4/30 Uninstall for Unix? Assuming you install something with the usual
./configure make make install routine, and later decide, "Fuck that
was the wrong distribution" or the wrong version or whatever. If you
aren't using a package, how do you know that you are removing all
the right stuff before you go to install the other version? I assume
that most big companies must depend on packages made on dev. machines
that are then installed, no? What is a reasonable policy as far as
this stuff goes?
\_ Install packages so that each of them is contained completely
within a separate directory, e.g. /opt/local/packages/pine-4.30,
then create symbolic links from /opt/local/{bin,man.sbin,lib,include}
to the real packages directory. If you need to remove a package
just nuke it's directory. Sure, there are still dangling symbolic
links, but at least you know what package they belong to if you
want to remove it. See how /opt/local/ is setup on OCF for example.
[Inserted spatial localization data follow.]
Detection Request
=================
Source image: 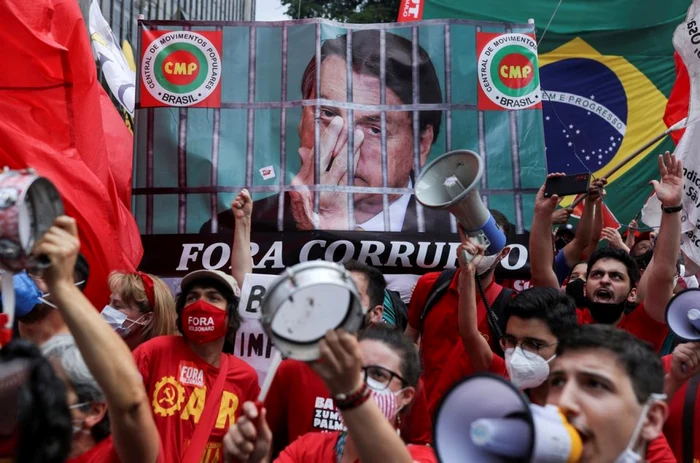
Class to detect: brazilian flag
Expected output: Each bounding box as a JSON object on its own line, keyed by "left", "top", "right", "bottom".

{"left": 424, "top": 0, "right": 690, "bottom": 223}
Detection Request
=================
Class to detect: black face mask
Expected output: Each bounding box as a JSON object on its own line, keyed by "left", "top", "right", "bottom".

{"left": 587, "top": 300, "right": 627, "bottom": 324}
{"left": 633, "top": 249, "right": 653, "bottom": 272}
{"left": 555, "top": 237, "right": 569, "bottom": 251}
{"left": 565, "top": 278, "right": 587, "bottom": 308}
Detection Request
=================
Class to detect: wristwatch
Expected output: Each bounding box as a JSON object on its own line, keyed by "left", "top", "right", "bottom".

{"left": 661, "top": 204, "right": 683, "bottom": 213}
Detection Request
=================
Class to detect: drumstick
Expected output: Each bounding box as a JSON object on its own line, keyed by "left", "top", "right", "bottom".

{"left": 568, "top": 118, "right": 687, "bottom": 209}
{"left": 257, "top": 350, "right": 283, "bottom": 403}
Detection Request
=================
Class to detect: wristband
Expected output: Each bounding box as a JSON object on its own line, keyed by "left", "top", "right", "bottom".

{"left": 334, "top": 382, "right": 370, "bottom": 410}
{"left": 661, "top": 204, "right": 683, "bottom": 214}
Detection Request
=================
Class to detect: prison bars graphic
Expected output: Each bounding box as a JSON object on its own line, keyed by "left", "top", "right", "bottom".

{"left": 134, "top": 19, "right": 541, "bottom": 235}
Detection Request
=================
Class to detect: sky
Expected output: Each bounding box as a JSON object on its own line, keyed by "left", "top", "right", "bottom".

{"left": 256, "top": 0, "right": 291, "bottom": 21}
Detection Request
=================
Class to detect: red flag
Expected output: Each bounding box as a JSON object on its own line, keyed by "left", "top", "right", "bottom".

{"left": 570, "top": 195, "right": 621, "bottom": 230}
{"left": 397, "top": 0, "right": 424, "bottom": 22}
{"left": 0, "top": 0, "right": 142, "bottom": 306}
{"left": 664, "top": 51, "right": 689, "bottom": 144}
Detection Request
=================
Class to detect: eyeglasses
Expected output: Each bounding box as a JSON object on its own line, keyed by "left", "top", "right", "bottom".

{"left": 499, "top": 335, "right": 557, "bottom": 359}
{"left": 361, "top": 365, "right": 407, "bottom": 391}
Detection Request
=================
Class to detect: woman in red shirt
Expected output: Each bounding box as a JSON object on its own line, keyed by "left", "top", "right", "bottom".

{"left": 224, "top": 324, "right": 436, "bottom": 463}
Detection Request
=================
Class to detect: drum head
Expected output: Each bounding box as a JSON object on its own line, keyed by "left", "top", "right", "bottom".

{"left": 24, "top": 177, "right": 64, "bottom": 252}
{"left": 261, "top": 261, "right": 365, "bottom": 361}
{"left": 0, "top": 171, "right": 63, "bottom": 272}
{"left": 269, "top": 283, "right": 353, "bottom": 344}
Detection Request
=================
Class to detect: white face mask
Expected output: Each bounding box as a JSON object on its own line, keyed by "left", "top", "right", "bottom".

{"left": 68, "top": 401, "right": 92, "bottom": 434}
{"left": 100, "top": 305, "right": 146, "bottom": 337}
{"left": 505, "top": 347, "right": 556, "bottom": 390}
{"left": 613, "top": 393, "right": 667, "bottom": 463}
{"left": 38, "top": 280, "right": 86, "bottom": 310}
{"left": 474, "top": 253, "right": 501, "bottom": 276}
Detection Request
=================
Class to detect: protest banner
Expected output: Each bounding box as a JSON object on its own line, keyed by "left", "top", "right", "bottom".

{"left": 133, "top": 19, "right": 547, "bottom": 281}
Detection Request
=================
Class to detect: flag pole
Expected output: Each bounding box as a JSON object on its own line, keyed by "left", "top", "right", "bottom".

{"left": 568, "top": 118, "right": 687, "bottom": 209}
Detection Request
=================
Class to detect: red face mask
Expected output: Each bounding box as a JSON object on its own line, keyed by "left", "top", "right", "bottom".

{"left": 181, "top": 299, "right": 227, "bottom": 343}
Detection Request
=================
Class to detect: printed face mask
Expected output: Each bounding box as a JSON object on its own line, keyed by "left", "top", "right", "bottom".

{"left": 365, "top": 377, "right": 404, "bottom": 423}
{"left": 505, "top": 347, "right": 556, "bottom": 390}
{"left": 181, "top": 299, "right": 227, "bottom": 343}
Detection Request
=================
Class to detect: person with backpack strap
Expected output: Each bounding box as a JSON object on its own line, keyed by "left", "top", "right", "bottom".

{"left": 660, "top": 341, "right": 700, "bottom": 463}
{"left": 404, "top": 226, "right": 511, "bottom": 402}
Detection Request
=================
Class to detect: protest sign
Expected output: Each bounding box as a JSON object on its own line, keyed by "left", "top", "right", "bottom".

{"left": 134, "top": 19, "right": 547, "bottom": 279}
{"left": 235, "top": 273, "right": 278, "bottom": 385}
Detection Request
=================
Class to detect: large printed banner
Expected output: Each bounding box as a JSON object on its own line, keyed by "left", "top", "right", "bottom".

{"left": 134, "top": 19, "right": 547, "bottom": 281}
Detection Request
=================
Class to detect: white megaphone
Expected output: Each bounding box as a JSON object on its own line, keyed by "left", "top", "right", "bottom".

{"left": 415, "top": 150, "right": 506, "bottom": 255}
{"left": 665, "top": 288, "right": 700, "bottom": 341}
{"left": 434, "top": 373, "right": 583, "bottom": 463}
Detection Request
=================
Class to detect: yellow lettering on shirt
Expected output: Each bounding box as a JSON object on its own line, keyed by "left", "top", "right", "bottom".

{"left": 181, "top": 386, "right": 206, "bottom": 423}
{"left": 214, "top": 391, "right": 239, "bottom": 429}
{"left": 200, "top": 442, "right": 222, "bottom": 463}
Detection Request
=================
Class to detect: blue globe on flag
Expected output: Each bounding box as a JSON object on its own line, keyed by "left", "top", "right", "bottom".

{"left": 540, "top": 58, "right": 628, "bottom": 174}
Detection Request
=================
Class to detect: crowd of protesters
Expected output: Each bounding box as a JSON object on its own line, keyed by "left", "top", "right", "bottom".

{"left": 2, "top": 152, "right": 700, "bottom": 463}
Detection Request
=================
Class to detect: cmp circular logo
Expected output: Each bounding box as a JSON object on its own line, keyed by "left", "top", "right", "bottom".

{"left": 478, "top": 33, "right": 541, "bottom": 109}
{"left": 540, "top": 58, "right": 628, "bottom": 173}
{"left": 141, "top": 31, "right": 221, "bottom": 106}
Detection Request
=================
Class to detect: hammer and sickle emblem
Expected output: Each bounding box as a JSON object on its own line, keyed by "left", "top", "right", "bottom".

{"left": 159, "top": 386, "right": 176, "bottom": 406}
{"left": 152, "top": 376, "right": 185, "bottom": 417}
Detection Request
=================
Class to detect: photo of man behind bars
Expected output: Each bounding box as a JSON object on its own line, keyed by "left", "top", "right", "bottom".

{"left": 202, "top": 30, "right": 450, "bottom": 233}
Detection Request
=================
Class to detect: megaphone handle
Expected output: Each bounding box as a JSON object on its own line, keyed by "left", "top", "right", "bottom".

{"left": 461, "top": 249, "right": 474, "bottom": 266}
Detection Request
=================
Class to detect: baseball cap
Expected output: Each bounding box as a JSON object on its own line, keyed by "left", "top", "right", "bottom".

{"left": 180, "top": 269, "right": 241, "bottom": 298}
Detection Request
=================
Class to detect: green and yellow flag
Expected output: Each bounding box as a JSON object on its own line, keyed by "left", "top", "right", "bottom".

{"left": 425, "top": 0, "right": 690, "bottom": 223}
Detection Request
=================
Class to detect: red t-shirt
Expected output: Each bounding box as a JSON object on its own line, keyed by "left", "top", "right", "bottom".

{"left": 67, "top": 436, "right": 118, "bottom": 463}
{"left": 275, "top": 431, "right": 436, "bottom": 463}
{"left": 67, "top": 436, "right": 166, "bottom": 463}
{"left": 576, "top": 302, "right": 668, "bottom": 352}
{"left": 264, "top": 359, "right": 432, "bottom": 456}
{"left": 661, "top": 355, "right": 700, "bottom": 462}
{"left": 428, "top": 341, "right": 507, "bottom": 417}
{"left": 133, "top": 336, "right": 260, "bottom": 463}
{"left": 407, "top": 270, "right": 505, "bottom": 399}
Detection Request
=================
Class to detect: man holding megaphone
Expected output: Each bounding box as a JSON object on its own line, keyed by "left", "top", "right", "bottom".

{"left": 547, "top": 325, "right": 669, "bottom": 463}
{"left": 405, "top": 150, "right": 513, "bottom": 402}
{"left": 434, "top": 324, "right": 670, "bottom": 463}
{"left": 427, "top": 238, "right": 578, "bottom": 416}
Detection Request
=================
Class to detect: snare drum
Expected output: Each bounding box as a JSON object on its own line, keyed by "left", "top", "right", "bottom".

{"left": 260, "top": 261, "right": 365, "bottom": 361}
{"left": 0, "top": 168, "right": 64, "bottom": 272}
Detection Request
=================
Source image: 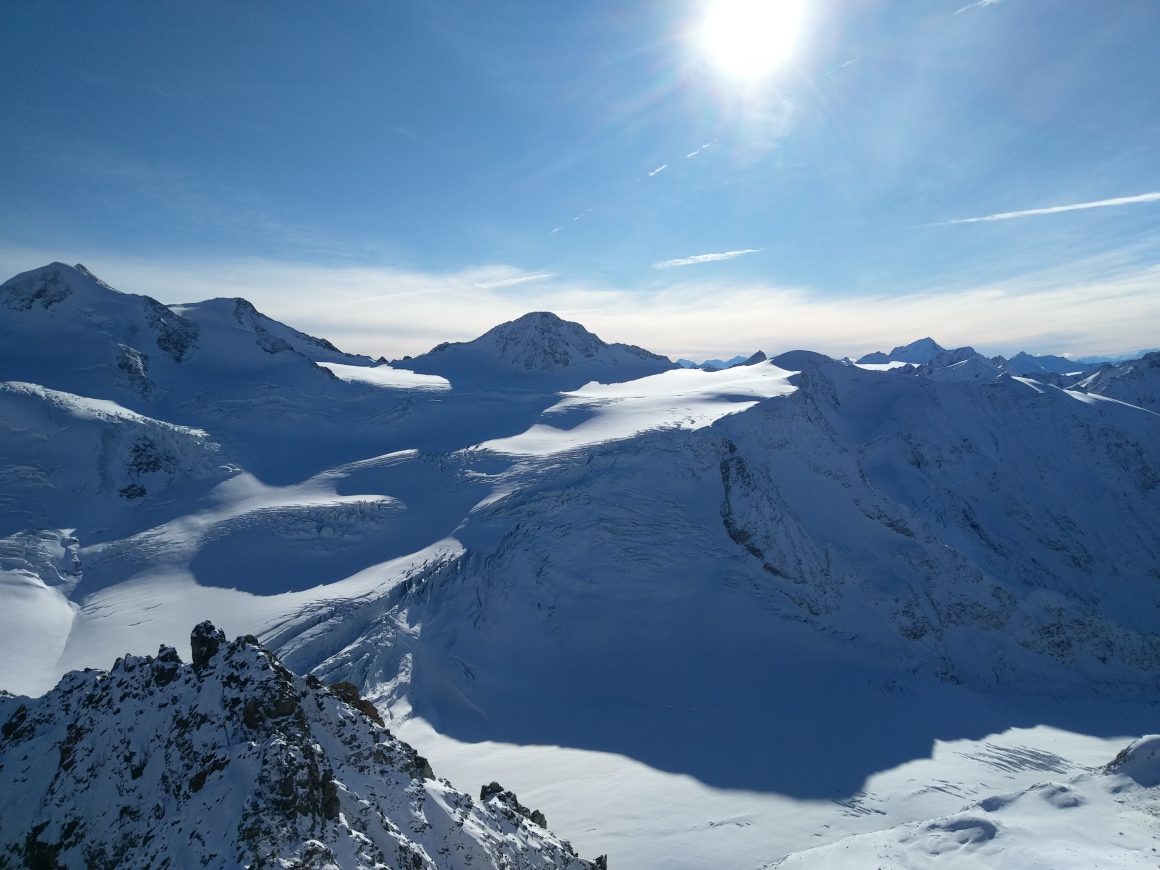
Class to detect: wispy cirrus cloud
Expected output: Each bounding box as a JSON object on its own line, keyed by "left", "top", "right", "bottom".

{"left": 653, "top": 249, "right": 761, "bottom": 269}
{"left": 473, "top": 272, "right": 553, "bottom": 290}
{"left": 954, "top": 0, "right": 1001, "bottom": 15}
{"left": 941, "top": 192, "right": 1160, "bottom": 225}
\_ Another neat idea would be to have a subdirectory within
/opt/local/packages/pine-4.30 called consolidated-links, or
something like that, which contains symbolic links to those
other symbolic links you were talking about. That way, when
you decide to trash a "package" you can run a little script
that will readlink and rm each link so that you won't have
dangling links.
\_ There's a package called opt_depot which manages a link
farm (in /usr/local/{bin,man,lib} by default) based on
installations in a package (or "depot") directory like
the above. http://www.arlut.utexas.edu/csd/opt_depot.
-tom
\_ Here's my little scheme, its similar to OCFs:
0. mkdir /usr/pubsw/ and required subdirs:
{bin,sbin,include,lib,libexec,share,etc,pgms,src}
(you only need to do this once)
1. untar your the source for your program into
/usr/pubsw/src/<program>/<program>-<version>
2. ./configure your program with prefix set to
/usr/pubsw/pgms/<program>/<program>-<version>
3. make && make install
4. cd into /usr/pubsw/pgms/<program> and ln -s
<program>-<version> to <program> (remove the
old link if you have one)
5. for new programs cd into /usr/pubsw and foreach
of the {bin,sbin,include,lib,libexec,share,etc} <dirs>
ln -s ../pgms/<program>/<program>/<dir>/* .
Now to acutally use the programs and libraries, all you
have to do is set PATH and LD_LIBRARY_PATH to point to
the /usr/pubsw/{bin,sbin} and /usr/pubsw/lib dirs.
To upgrade a pkg, you just download the new source, build
it, make install and change one symlink. To uninstall a
pkg just remove its directory. To downgrade, just change
one link.
The other advantages are that the top level directory is
clean (less overhead on directory reads) and source and
programs are stored using similar naming conventions making
it easy to track down problems and do upgrades, etc.